А потом была другая наша разлука, более долгая, и на этот раз уезжал я. Уезжал в сильную, страшную метель. Всю дорогу, пока шли до Новосёловых, снег вихрями ходил над заснеженными крышами Горбатовки, Ивановки и, наконец, Победы. Свет от редких тусклых фонарей зябко ползал по переметённой дороге посёлка. Родители шли впереди, мы, немного отстав, сзади.
– Ты только пиши почаще. Если можно, каждый день, ладно? – говорила она, крепко сжимая мою руку. Ветер поминутно заворачивал полы пальто, и она придерживала их свободной рукой.
Я согласно кивал.
– Всё-всё, – продолжала она. – Мне про тебя всё интересно. И будет не так скучно. Приду с работы – а от тебя письмо. А у тебя от меня! Ладно?
Я опять кивал. Говорить не хотелось. Замолчала и она и всю оставшуюся дорогу шла, как потерянная, очевидно, внутренне, как и я, переживая предстояшую разлуку.
У Новосёловых все были в сборе. Молодая жена была напускно весела, а в глазах знакомая тревога.
Немного обогревшись, пошли весёлой гурьбой на трассу. Предстояло ехать до Дзержинска автобусом, затем вместе с Колей Шаманиным автобусом до Москвы, оттуда с Борисом Орловым, начальником участка, взявшим на всех билеты, самолётом до Читы, а дальше поездом до Невера.
Как назло, автобус подошёл тут же. Стали торопливо прощаться. Поцеловав Галю, я сказал лишь: «Будь умницей», – и, как в преисподнюю, шагнул в тускло освещенный салон автобуса.
С того дня начались мои мучения.
4
К середине апреля они достигли последнего предела. И, странно сказать, ежедневные письма тому немало способствовали.
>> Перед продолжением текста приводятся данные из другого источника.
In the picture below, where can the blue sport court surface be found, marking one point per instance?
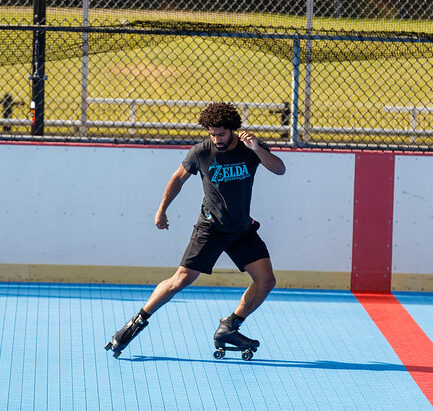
(319, 350)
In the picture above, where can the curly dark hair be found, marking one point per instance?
(220, 115)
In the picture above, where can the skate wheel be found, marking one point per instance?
(218, 354)
(247, 355)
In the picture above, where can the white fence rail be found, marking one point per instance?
(133, 124)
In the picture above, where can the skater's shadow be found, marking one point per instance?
(319, 364)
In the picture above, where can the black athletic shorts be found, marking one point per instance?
(207, 244)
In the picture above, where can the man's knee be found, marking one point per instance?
(267, 282)
(270, 282)
(183, 277)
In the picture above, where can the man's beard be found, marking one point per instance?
(225, 145)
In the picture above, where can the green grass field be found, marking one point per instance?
(349, 93)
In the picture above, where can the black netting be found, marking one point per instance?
(146, 80)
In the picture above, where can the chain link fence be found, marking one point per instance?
(328, 74)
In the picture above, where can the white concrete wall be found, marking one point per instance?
(95, 206)
(74, 205)
(413, 215)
Галя писала довольно подробно, ничего не скрывая, но под воздействием обуявшей меня ревности я видел в них нечто большее, даже порочное. И, хоть и уставал за день на ремонте бульдозера под открытым небом в сорокаградусные морозы, подолгу не мог уснуть, и если засыпал, часто снилась измена, да так убедительно, что я просыпался в ужасе и не сразу понимал, где я.
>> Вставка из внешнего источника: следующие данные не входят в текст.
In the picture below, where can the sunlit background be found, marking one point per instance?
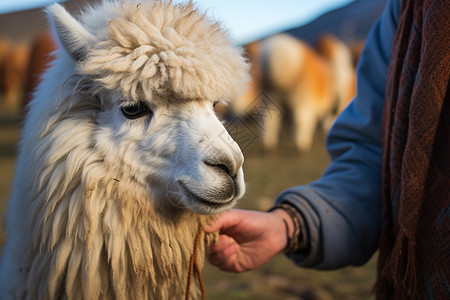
(332, 32)
(246, 20)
За несколько дней до перегона бульдозера с рембазы, неподалёку от Тынды, на Инкан, где был наш участок, я вызвал Галю телеграммой на переговоры. Благо, такая возможность была: в столовой имелся телефон и кто желал, мог звонить за свой счёт. Помню глубокую ночь, а дома было раннее утро, я попросил телефонистку набрать номер совхозного коммутатора, когда ответили – номер нашей квартиры (так у нас тогда набирали). Трубку взяла мама.
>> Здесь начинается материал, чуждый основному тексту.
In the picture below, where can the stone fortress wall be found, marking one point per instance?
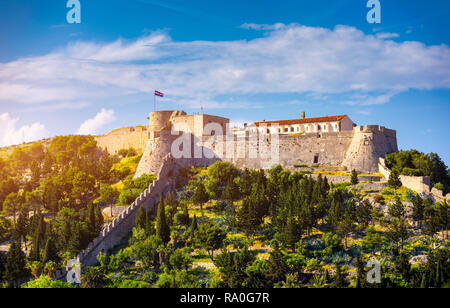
(336, 148)
(419, 184)
(357, 149)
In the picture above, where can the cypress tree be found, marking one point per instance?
(15, 263)
(91, 219)
(141, 218)
(194, 226)
(394, 180)
(22, 226)
(162, 229)
(354, 179)
(99, 218)
(50, 251)
(439, 276)
(186, 216)
(200, 196)
(38, 240)
(292, 234)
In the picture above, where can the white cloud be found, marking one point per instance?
(386, 35)
(10, 134)
(286, 59)
(92, 126)
(265, 27)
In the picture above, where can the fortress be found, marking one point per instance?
(329, 140)
(204, 139)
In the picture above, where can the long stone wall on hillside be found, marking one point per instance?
(113, 233)
(123, 138)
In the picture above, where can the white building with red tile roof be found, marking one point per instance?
(304, 125)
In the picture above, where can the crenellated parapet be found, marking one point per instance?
(369, 143)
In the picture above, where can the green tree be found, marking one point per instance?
(354, 178)
(22, 226)
(162, 229)
(394, 180)
(397, 209)
(292, 233)
(340, 277)
(180, 259)
(45, 282)
(200, 196)
(210, 237)
(93, 278)
(50, 251)
(15, 263)
(108, 196)
(12, 204)
(418, 211)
– Мама, здравствуй! Как вы там? Где Галя?
– Рядом сидит. Даю трубку.
Что-то стукнуло, зашуршало в ухо, и я услышал её голос, хорошо узнаваемый даже при плохой связи.
– Как ты там? – спросил я.
– Да ничего. Ты почему не пишешь? Пиши больше.
– Что? – не понял я.
– Больше, больше пиши.
– Да я каждый день пишу!
– Ничего не слышу! Ой, трещит что-то.
И голос мамы:
– Чего ты там говоришь?
– Спокойной ночи!
– Да у нас утро скоро. Как отец? Всё в порядке?
– Да.
– Ну, всё, что ли?
Я обиделся: как она не понимает?
– До свидания.
Послышались гудки. Разговора не получилось, но странно, я словно побывал дома. И многое из недавнего прошлого всплыло в памяти. И всё, конечно, было связано с ней – с Галей, с такой далёкой и такой близкой.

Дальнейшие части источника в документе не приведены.